Tzi rubbed at her temples; her eyes fell on Scio, who was staring up at her with a heartbreaking expression of pure hope. The truth was, she wasn't entirely sure she agreed with the Grimoire's assessment here. There were things it wasn't well equipped to judge, and the emotional complications of making friends who were embroiled in a protracted race war were definitely on that list. Not to mention that its previous observation, brutally calculating as it had seemed at the time, was correct: when it came to helping her find magic and other Syrr secrets, the Khetri probably had a lot more to offer than the Claedh.

But the Khetri weren't here, and she had already sort of befriended two groups of Claedh...

The Khetri weren't here yet, she amended mentally.

“Well, first things first,” Tzi said, gently plucking the Grimoire out of the air and returning it to its pouch. “Thanks to you, Scio, I just accidentally launched a flare right at the Khetri, so I think we should clear out of here and continue this conversation someplace they aren't going to come sniffing around.”

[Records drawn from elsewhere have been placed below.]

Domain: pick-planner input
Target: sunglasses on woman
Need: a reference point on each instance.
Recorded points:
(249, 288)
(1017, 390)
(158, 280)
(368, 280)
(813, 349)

“Oh. Uh, yeah, that's a good idea,” Scio said, peering around with a display of sudden nervousness. “I can show you to somewhere a little less well-known...”

“Well, I was heading back to the Hollow,” said Tzi, “but I guess you probably don't want to go there...”

“Are you kidding?” Scio actually bounced off the ground in her excitement, grinning with wide-eyed childish glee. “I've never seen the Hollow, mother would have staked my ears to the ground! Let's go there!”

Tzi sighed. “Yep. I think I see how this relationship is going to go.”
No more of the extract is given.